Glossary
Use this glossary when architecture, sweep, artifact, and workflow terms start to carry too much repo-specific meaning.
Anchor
The locked comparison run for a sweep. New rows are judged against the anchor unless the queue row explicitly declares a different preserved surface.
Architecture-Screen Surface
The canonical benchmark-facing sandwich surface used for current architecture work. Historical staged surfaces still exist for comparison, but they are no longer the default landing zone for new architecture evidence.
Benchmark Bundle
A pinned benchmark task set used to compare runs consistently. It defines the shared comparison surface for benchmark-facing claims.
Benchmark-Full
A sweep execution policy that continues past screening, runs the pinned
benchmark bundle, registers the run, and requires a result_card.md.
Checkpoint
A saved training state that can be evaluated, compared, resumed, or exported.
Control Lane
The frozen PFN-style comparison lane:
tabfoundry_simpletabfoundry_stagedwithstage=nano_exact
Use it for trust and comparison, not as the default landing zone for new architecture work.
Corpus Ref
A stable identifier for a materialized corpus record.
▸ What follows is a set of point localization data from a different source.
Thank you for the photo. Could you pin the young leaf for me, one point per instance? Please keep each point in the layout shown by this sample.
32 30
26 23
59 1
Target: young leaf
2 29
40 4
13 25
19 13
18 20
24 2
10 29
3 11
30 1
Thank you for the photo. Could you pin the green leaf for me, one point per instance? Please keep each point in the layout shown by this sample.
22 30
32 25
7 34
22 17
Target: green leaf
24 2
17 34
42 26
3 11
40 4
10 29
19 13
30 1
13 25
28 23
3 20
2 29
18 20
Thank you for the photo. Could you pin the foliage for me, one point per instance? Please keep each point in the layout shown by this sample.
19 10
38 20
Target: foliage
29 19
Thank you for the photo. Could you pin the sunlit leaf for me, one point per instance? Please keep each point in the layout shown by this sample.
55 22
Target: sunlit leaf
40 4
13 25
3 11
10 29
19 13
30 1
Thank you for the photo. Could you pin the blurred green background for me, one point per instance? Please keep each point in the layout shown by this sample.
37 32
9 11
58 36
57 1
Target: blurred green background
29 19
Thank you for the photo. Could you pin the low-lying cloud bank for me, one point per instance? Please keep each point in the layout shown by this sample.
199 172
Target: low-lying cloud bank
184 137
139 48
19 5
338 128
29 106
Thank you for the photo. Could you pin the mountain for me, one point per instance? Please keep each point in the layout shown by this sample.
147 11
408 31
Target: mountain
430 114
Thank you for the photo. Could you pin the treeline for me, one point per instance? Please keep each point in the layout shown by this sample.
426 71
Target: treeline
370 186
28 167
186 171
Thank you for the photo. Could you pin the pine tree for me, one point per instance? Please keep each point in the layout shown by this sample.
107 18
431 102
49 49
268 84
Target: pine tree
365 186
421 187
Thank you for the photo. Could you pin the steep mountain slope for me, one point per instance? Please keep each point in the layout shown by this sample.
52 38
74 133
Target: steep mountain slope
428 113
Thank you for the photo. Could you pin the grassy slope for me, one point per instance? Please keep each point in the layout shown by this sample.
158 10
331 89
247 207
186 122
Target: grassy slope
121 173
Public training docs
prefer data.corpus_ref over a raw manifest path for recurring dagzoo-shaped
corpora.
Dagzoo Synthetic-Data Lane
The synthetic-data source lane used when tab-foundry reasons about generated
corpora. It is separate from curated real-data benchmark ladders.
Delta
One named change package in the system-delta workflow. A delta is the logical unit a queue row applies against the anchor.
Export Bundle
A packaged inference artifact produced by this repo for downstream runtime use. In the current contract it contains a manifest and weights file.
Hybrid Diagnostic Lane
A staged surface that holds some PFN-adjacent assumptions fixed while isolating one question. Useful for diagnosis, but not automatically benchmark-facing promotion evidence.
Inference Handoff
The boundary where this repo stops at producing validated export artifacts and another repo or runtime system takes over serving or long-lived inference ownership.
Manifest
The concrete data/task description consumed by training, evaluation, and inspection flows.
Manifest-Backed Data
The concrete data surface the repo trains on. Public docs usually refer to it
through data.corpus_ref; data.manifest_path remains the lower-level direct
manifest override and inspection surface.
Model
The learned tabular network family being trained, evaluated, and compared in the repo.
Model Breadth
Capability expansion beyond the settled classification anchor, such as many-class support, regression, later modalities, inference handoff, or scaling-law breadth.
Prior Training
Legacy exact-prior training against the nanoTabPFN prior dump. In current docs
this is the train legacy-prior lane, distinct from the corpus-backed default
training surface.
Row
One queue entry in a sweep. A row isolates one declared dimension family and records the description, rationale, artifacts, metrics, interpretation, and next action.
Run Directory
The output directory for one training run. It usually contains histories, summaries, checkpoints, and other artifacts produced during the run.
Screen-Only
A sweep execution policy for diagnostic rows that stop after screening metrics.
These rows do not register benchmark runs and do not create a result_card.md.
Sweep
A bounded research campaign with one active anchor, one queue, and one rendered matrix. Completed sweeps remain historical evidence rather than being mutated in place.